Казалось бы, все сложилось благополучно: семейная жизнь юных Цветаевой и Эфрона на зависть гармонична. Настораживают лишь зреющие подспудно перепады настроения Марины — она неудовлетворена, сама не отдавая себе отчета в этом: все слишком покойно, гладко, ровно. Мятежному дару Марины нужна буря.

В июне Сергей приезжал в Коктебель, где с няней и дочкой жила Марина. Здесь же отдыхали его сестры, а также Ася с очередным мужем и вторым сыном. Все приглядывались к семейству Эфронов. Что-то настораживало в демонстрируемой Мариной идиллии. Возможно, чрезмерная экзальтация Марины.

6 июня 1914 года она вдруг читает Максу и Вере Эфрон только что написанные стихи, посвященные Сергею. Первое — уже известное нам «Я с вызовом ношу его кольцо…» и новый вариант:

Нет, я, пожалуй, странный человек,

Другим на диво! —

Быть, несмотря на наш XX век,

Такой счастливой!

Не слушая речей (о тайном сходстве душ),

Ни всех тому подобных басен,

Всем объявлять, что у меня есть муж,

И он прекрасен.

Волошину интонация восторга кажется чрезмерной. Сестры Сергея настораживаются — женщины всегда подмечают тонкости, заметили и взгляды Марины в стороны иных романтических объектов. Что тут поделать, молодая женщина, полная сил, своевольная, отчаянно влюбчивая — да у нее еще вся жизнь впереди. А у мужа, увы, слишком много забот. Статус Сергея — добровольно принятый, как хранителя Королевы и ее вечного рыцаря, кажется несколько шатким. Это эффектно для юношеских фантазий, но никак не в серьезной взрослой жизни.
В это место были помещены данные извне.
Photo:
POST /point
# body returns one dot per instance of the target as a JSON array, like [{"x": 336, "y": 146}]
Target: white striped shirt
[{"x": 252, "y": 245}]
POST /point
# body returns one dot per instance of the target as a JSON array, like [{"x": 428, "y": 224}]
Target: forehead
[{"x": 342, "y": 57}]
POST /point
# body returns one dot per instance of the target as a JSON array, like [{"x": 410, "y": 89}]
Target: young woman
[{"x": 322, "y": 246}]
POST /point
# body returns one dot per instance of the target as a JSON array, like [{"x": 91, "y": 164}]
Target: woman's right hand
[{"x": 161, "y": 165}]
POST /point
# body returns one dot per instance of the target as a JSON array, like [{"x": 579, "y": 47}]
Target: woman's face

Марина продолжает провозглашать свою веру в счастливый брак, словно заговаривая себя от какой-то напасти, от ложного шага. Марина чувствует, что друзья не очень верят в перспективу их брака с Сергеем. Тайные сомнения и страх мучают ее все сильнее. Она еще плохо знает себя. Верит в стержень несгибаемой воли, но и отчаянная потребность в эмоциональных взрывах терзает ее, как ни скрывай, под оболочкой слов.

О мистической вере Марины в сны знали все. Пересказывание сновидения, бесконечное толкование деталей, а потом «узнавание» в случившемся ночных предсказаний — постоянная забота Марины. А вот астрология для нее пока закрыта — увлечение ею еще не охватило мистически настроенных дам. Но эпизод, случившийся на башне волошинского дома, Марина запомнила, хотя и зачеркнула в своей памяти начисто, вымарала черными чернилами, как глупую ошибку в тексте.

Худая высокая татарка из компании коктебельских гостей была не молода, не умна, не талантлива. Хотя сама она верила в обратное, а еще в то, что она гречанка и потомственный астролог, посвященный в тайны звезд. Она часто бралась толковать Марине сны и однажды предложила пойти дальше — поговорить о том, что можно прочесть по небесным книгам. Начертав предварительно на больших листах разноцветными карандашами траектории движения небесных светил по времени рождения Марины и Сергея, она, с загадочным и непроницаемым лицом, пригласила Марину уединиться на верхней веранде, где в это сумеречный день никто не загорал.

Сели на сложенные прямоугольником бревна. Море и небо тонули в свинцовой дымке, давили своей весомой мощью и обещали непогоду. Вещунья покрывала лоб тонкой синей косынкой с бахромой из монеток. Полагала, что так убедительней выглядит в роли посредницы звезд.

— Марина, я не стану вам лгать. Смотрите сами. — Она положила на деревянный пол разрисованные листы. Тонкая бронзовая кожа астрологини обтягивала резкие скулы.

— Нет, увольте, я ничего в этом не понимаю. Расскажите сами. — Марина отвернулась, выпуская дым.

— О вас? О Сергее Яковлевиче? О вашем браке?

— Начнем с брака — это наиболее понятная сфера»

— Зря вы так думаете. — Женщина помедлила. — Я могу быть откровенна?

— Не страдаю падучей и не слишком впечатлительна.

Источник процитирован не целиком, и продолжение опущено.